Cinema | January 22nd, 2023

By Greg Carlson

gregcarlson1@gmail.com

Marie Kreutzer’s “Corsage” reinterprets the historical biography of Empress Elisabeth of Austria, the Bavarian royal assassinated in 1898. Popularly known as Sisi or Sissi, she married Emperor Franz Joseph I when she was 16 and has attracted ongoing attention in multiple theater, film and television productions over the years, including fiction and nonfiction, animation, operetta, and ballet.

This past September, Netflix released the six-episode series “The Empress.” Ernst Marischka’s 1950s movie trilogy helped launch Romy Schneider to stardom and has been a longtime Christmas viewing staple regularly broadcast on German and Austrian television. Ava Gardner tried on her jewels in “Mayerling.” In Kreutzer’s movie, Vicky Krieps portrays the curious subject.

Unafraid to court controversy, Kreutzer stages a radical alternative to the recorded events surrounding Elisabeth’s life and death. Like any number of the filmmaker’s other choices, the movie’s climax suggests a cocky insouciance regarding careful fidelity to the “real.”

This disregard for the traditional rules of the biopic will enrage some historians but delight fans of material like Sofia Coppola’s “Marie Antoinette” and Pablo Larrain’s “Spencer.” Despite the overt parallels, Kreutzer has bristled at the frequent comparisons to the former, insisting that she does not like Coppola’s film.

The anachronistic placement of a harp-accompanied performance of “As Tears Go By” and other diegetic music picks – not to mention additional modern touches – align as closely to “Marie Antoinette” as the themes of a woman constrained by the regulations of the patriarchy. The spheres over which Elisabeth exercised any substantive control paled next to the formal obligations and expectations of her station.

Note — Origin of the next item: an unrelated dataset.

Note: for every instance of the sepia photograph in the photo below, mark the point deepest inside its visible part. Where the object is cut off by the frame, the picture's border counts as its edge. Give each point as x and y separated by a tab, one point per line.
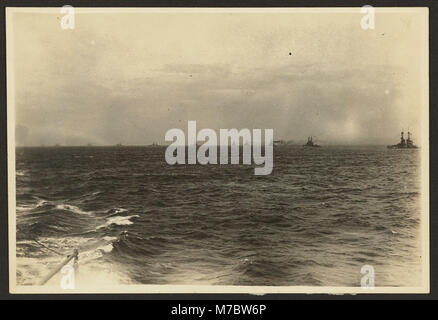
218	150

Like Diana, Kreutzer’s heroine suffers the whims of a faithless spouse. In one great scene, Elisabeth tracks down the object of her husband’s extramarital attention to encourage an affair.

Krieps, who brought the idea of an Elisabeth movie to an initially skeptical Kreutzer, makes for a compelling rebel. Whether holding her breath under water, cavorting for the motion picture camera of Louis Le Prince, sparring with her grown son or her young daughter, squeezing into a tightly-laced corset, or limiting her dinner to a slice or two of orange, the actor brings her character to vivid and vital life.

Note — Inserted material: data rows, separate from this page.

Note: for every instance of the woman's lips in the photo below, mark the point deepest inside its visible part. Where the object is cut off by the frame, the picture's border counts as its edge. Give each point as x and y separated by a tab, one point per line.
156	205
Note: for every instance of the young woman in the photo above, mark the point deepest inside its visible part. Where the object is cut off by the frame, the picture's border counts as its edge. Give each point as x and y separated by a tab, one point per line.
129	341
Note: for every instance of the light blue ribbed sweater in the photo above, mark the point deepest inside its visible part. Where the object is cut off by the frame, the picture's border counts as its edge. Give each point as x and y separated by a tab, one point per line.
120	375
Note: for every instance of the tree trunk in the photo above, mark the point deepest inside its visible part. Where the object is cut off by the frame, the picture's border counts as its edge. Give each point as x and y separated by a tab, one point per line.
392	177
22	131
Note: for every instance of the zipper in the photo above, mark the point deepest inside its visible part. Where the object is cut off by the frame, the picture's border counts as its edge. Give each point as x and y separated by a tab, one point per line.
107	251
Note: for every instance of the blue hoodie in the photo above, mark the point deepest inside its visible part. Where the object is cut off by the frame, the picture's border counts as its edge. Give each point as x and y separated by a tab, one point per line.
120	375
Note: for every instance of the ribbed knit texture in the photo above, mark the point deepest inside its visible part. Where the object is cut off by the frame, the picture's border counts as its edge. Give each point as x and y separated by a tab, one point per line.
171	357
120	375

Krieps fires up her sophisticated interpretation with all kinds of quirky tics and mannerisms that increase our curiosity. When she bursts out laughing at socially inappropriate moments, we sense that she’s struck by the incomprehensible madness of her circumstances.

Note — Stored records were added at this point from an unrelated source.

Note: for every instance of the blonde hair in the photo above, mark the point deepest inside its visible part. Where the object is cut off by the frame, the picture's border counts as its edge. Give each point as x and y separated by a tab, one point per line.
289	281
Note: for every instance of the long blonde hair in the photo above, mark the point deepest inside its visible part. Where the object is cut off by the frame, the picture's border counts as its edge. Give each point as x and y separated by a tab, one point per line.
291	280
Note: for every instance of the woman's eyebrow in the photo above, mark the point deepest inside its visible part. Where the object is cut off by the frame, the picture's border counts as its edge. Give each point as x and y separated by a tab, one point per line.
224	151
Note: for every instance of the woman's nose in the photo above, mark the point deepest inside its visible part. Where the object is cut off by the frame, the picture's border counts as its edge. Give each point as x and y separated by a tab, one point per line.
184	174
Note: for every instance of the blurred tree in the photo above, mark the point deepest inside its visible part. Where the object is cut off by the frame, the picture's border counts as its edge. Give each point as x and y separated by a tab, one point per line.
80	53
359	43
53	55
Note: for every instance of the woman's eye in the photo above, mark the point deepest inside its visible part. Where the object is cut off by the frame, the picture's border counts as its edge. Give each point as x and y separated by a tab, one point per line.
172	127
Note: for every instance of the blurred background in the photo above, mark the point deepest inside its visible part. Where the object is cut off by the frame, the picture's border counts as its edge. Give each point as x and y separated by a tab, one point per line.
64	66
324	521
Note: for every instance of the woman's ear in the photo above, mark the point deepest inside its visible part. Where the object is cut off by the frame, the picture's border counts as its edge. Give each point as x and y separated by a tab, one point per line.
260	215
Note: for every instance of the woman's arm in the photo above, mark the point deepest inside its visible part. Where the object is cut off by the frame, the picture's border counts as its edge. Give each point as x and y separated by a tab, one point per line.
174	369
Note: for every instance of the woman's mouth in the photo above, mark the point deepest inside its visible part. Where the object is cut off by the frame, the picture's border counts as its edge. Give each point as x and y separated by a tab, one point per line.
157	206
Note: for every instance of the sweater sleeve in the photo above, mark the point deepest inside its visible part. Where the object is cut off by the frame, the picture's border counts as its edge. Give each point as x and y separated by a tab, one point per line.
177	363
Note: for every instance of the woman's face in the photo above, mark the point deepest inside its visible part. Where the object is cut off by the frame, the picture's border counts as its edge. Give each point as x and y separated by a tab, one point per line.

As Kreutzer thumbs her nose, or, more accurately, gives the finger to the history books, it becomes evident that the director’s preoccupation with Elisabeth “coming apart” at the age of 40 is the key component of “Corsage” that transcends time to become a commentary on any era. Frustrations and anxieties threaten to erupt each time Elisabeth is silenced by her perpetually imperious husband.

Kreutzer and Krieps leave the viewer to guess at the protagonist’s motivation for raging against her confinement by fencing, horseback riding, and flirting with the possibility of adulterous liaisons of her own. Elisabeth could be driven by forces both internal and external. Either way, she will faint and she will feint.